Le visage radieux et rêveur de Conor s'assombrit, ce qui inquiéta et attrista sa mère.
« Qu'est-ce qu'il y a, mon chéri ? »
« J'aimerais être comme Zion quand je serai grand. Être aussi puissant, merveilleux et beau que lui. Parce qu'il était beau, n'est-ce pas ? »
Sa mère retint ses larmes de toutes ses forces en caressant les cheveux de son fils, son visage repoussant.
« Oui, il l'était. C'était le meilleur. Et je suis sûre, » ajouta-t-elle, non sans se retenir désespérément pour ne pas mordre ses lèvres jusqu’au sang, « que tu seras comme lui un jour. »
« Dès que j'aurai réveillé mes pouvoirs magiques, je vais travailler très dur. C'est pour quand, en fait ? » Il fronça les sourcils, reflétant dans ses yeux toute son angoisse.
« Bientôt, mon chéri. »
« Vraiment ? »
« Oui. »
Il grimaça et esquissa une moue.
« Les autres disent que je suis lent. Que je n’arriverai jamais à rien. »
« Mais non, mon amour. Tu es juste un peu en retard, c'est tout. »
Mais en vérité, ce n'était pas un peu tard, c'était terminé depuis longtemps. Il n’y avait plus rien à espérer. Les enfants mages éveillaient leurs pouvoirs magiques à l'âge d'un an. Les plus attardés, deux ans, et encore, ces derniers étaient vraiment des cas particuliers. Mais pour son petit, son bébé moche et adoré, qui avait déjà sept ans et n'avait rien éveillé du tout, ou presque - on ne pouvait même plus utiliser ce terme -, c'était déjà un combat achevé. Elle le savait, et au fond d'elle-même son enfant devait le savoir aussi, mais tous deux préféraient nier la réalité.

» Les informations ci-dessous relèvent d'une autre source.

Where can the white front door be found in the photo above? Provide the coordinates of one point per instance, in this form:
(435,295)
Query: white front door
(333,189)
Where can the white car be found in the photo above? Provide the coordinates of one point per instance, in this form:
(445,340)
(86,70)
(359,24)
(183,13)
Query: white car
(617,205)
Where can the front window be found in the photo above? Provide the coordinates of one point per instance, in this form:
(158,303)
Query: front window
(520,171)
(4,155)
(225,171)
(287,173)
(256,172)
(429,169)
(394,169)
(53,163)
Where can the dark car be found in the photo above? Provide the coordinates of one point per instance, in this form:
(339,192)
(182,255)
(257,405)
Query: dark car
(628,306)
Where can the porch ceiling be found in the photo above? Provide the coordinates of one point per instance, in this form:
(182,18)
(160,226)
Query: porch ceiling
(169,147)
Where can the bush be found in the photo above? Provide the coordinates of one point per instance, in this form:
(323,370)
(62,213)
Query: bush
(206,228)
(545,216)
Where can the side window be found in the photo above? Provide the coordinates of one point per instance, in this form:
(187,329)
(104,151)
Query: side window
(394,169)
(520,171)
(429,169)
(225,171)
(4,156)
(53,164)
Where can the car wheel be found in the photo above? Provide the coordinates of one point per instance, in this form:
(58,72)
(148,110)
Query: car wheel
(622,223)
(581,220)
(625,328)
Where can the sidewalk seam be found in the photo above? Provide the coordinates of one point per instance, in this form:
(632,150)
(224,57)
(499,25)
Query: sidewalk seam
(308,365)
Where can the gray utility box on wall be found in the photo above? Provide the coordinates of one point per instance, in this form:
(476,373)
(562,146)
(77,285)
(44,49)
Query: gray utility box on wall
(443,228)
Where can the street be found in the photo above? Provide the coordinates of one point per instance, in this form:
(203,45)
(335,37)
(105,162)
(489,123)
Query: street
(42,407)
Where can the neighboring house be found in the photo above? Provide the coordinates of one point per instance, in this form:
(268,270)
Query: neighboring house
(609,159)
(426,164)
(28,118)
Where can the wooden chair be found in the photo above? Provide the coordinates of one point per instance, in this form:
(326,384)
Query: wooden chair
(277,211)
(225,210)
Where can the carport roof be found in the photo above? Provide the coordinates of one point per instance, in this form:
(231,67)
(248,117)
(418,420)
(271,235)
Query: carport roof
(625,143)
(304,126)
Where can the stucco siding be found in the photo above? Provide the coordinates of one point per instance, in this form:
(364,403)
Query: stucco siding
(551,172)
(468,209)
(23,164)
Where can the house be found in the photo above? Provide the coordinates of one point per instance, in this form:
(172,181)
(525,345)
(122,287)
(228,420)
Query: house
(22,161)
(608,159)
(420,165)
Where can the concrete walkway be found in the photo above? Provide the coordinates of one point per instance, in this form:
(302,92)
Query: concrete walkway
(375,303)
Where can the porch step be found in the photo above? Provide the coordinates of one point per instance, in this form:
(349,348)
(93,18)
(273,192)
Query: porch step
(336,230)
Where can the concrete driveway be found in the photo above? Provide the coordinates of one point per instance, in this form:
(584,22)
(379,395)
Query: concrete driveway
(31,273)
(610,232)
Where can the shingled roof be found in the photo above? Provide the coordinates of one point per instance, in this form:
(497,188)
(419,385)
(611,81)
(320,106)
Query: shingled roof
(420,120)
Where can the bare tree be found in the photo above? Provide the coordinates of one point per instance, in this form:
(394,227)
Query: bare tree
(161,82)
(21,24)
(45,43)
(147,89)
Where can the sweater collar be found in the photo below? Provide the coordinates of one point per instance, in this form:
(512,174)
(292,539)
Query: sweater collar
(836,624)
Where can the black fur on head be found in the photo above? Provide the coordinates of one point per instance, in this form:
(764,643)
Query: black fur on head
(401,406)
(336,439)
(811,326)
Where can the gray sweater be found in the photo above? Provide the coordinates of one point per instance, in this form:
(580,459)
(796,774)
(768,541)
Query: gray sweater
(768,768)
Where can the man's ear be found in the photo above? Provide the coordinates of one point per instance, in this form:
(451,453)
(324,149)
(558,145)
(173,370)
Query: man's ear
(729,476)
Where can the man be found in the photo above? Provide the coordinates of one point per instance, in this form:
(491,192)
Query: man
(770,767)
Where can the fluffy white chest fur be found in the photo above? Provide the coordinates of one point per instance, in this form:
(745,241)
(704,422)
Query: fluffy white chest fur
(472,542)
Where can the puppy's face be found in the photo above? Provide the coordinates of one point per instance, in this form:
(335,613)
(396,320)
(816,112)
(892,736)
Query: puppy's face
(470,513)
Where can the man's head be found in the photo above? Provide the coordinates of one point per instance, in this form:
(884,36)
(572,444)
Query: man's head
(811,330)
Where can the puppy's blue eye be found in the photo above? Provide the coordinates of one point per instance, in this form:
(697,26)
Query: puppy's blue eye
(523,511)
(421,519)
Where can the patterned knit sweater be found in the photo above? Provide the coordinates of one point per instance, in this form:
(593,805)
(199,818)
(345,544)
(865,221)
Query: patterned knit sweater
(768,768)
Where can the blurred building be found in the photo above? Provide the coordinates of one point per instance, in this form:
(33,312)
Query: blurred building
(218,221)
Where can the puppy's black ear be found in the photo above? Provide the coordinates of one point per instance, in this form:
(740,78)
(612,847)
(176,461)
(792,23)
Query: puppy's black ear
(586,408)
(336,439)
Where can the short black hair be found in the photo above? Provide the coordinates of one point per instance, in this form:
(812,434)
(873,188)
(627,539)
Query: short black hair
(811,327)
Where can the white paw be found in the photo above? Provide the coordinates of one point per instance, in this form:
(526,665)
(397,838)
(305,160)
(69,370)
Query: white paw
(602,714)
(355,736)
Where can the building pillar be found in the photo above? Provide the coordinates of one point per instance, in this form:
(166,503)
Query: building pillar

Marion était stupide et sciemment cruelle de lui avoir laissé espérer, une fois de plus, qu'il pourrait devenir ce mage guerrier incomparable aux autres en tout, mais elle n'avait pas le cœur de dire la vérité à son enfant, et elle ne l’aurait sans doute jamais.
De plus, Conor n'aurait pas besoin d'elle pour l'aider à comprendre qu'il était différent des autres, et de la pire façon qui soit.
Le monde et ses habitants étaient là pour ça. Cela a d’ailleurs déjà commencé.
« D'accord, je te fais confiance. »
« Il est temps de fermer les yeux et de faire de beaux rêves, mon ange. »
Marion se pencha pour lui embrasser le front.
« J'ai hâte de m'endormir, car je vais sûrement rêver de lui, de Zion. Je serai lui. »
« J'en suis sûre, mon amour. »
Et finalement, Zion ferma les yeux.
Il s'endormit et sa mère espéra que son souhait se réalise, même si cela devait être uniquement pour cette nuit, car c’était seulement dans le royaume des songes que cela serait possible.